Week-Day
Religion
Chapter
32
Page
4

Unconscious Farewells

 

So uncertain is life and so manifold are the vicissitudes of human experience that any leave taking may be for ever. We are never sure of an opportunity to unsay the angry word or draw out the torn we left rankling in another’s heart. The kindness which we felt prompted to do today, but neglected or deferred, we may never be able to perform. The only way, therefore, to save ourselves from unavailing sorrow and regret is to let love always rule in our hearts and control our speech. If we should in a thoughtless moment speak unadvisedly, giving pain to another heart, let reparation be made upon the spot. The sun should never go down upon our wrath. We should never leave anything over night that we would not be willing to leave finally and forever just in that shape, and which we would blush to meet again in the great disclosure.

Life’s actions do not appear to us in the same colors when viewed in the noontide glare and in the evening’s twilight. Little things in our treatment of others, which at the time, under the crosslights of emulation and rivalry or in the excitement of business and social life, do not seem wrong, when seen from the shadows of final separation or great grief, fill us with shame and regret. This after view is by far the truest. After thoughts are the wiser thoughts. We get the most faithful representation of life in retrospect. The things we regret in such an hour are things we ought not to have done. The things we wish then we had done are things we ought to have done. There could be no better test of life’s actions than the question, “How will this appear when I look back upon it from the end? Will it give me pleasure or pain?”

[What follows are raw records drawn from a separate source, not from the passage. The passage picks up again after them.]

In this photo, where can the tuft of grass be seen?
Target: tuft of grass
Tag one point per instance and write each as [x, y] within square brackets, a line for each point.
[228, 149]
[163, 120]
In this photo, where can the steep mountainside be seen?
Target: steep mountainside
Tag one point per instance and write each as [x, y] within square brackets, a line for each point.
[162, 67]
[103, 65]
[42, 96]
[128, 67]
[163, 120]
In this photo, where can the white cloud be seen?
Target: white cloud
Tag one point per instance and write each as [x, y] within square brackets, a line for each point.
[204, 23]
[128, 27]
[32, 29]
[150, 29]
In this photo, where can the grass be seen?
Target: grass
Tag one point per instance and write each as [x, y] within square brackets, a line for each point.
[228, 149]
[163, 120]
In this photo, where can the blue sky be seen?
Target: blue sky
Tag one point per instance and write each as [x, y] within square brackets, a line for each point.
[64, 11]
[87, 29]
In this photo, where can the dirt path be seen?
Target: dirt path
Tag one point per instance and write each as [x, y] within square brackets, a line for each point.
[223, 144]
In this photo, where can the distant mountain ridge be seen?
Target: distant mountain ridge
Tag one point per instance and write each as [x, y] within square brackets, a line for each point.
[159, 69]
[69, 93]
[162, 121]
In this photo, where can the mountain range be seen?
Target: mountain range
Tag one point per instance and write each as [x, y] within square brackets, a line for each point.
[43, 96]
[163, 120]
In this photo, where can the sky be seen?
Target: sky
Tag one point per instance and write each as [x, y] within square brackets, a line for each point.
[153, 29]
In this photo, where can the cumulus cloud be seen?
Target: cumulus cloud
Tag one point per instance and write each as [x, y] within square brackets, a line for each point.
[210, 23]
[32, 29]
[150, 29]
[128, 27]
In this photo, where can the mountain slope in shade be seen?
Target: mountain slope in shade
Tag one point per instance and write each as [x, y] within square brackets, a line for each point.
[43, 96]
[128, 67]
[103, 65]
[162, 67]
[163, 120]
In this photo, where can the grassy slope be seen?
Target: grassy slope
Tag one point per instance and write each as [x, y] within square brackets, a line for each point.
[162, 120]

We all want to have beautiful endings to our lives. We want to leave sweet memories behind in the hearts of those who know and love us. We want our names to be fragrant in the homes on whose thresholds our footfalls are wont to be heard. We want the memory of our last parting with our friends to live tender joy with them as the days pass away. We want, if we should stand by a friend’s coffin tomorrow, to have the consciousness that we have done nothing to embitter his life, to add to his burdens or to tarnish his soul, and that we have left nothing undone which it lay in our power to do to help him or to minister to him comfort or cheer. We can make sure of this only by so living always that any day would make a tender and beautiful last day; that any hand grasp would be a fitting farewell; that any hour’s intercourse with friend or neighbor would leave a fragrant memory; and that no treatment of another would leave a regret or cause a pang if death or space should divide us forever.

For after any heart throb, any sentence, any good bye, God may write.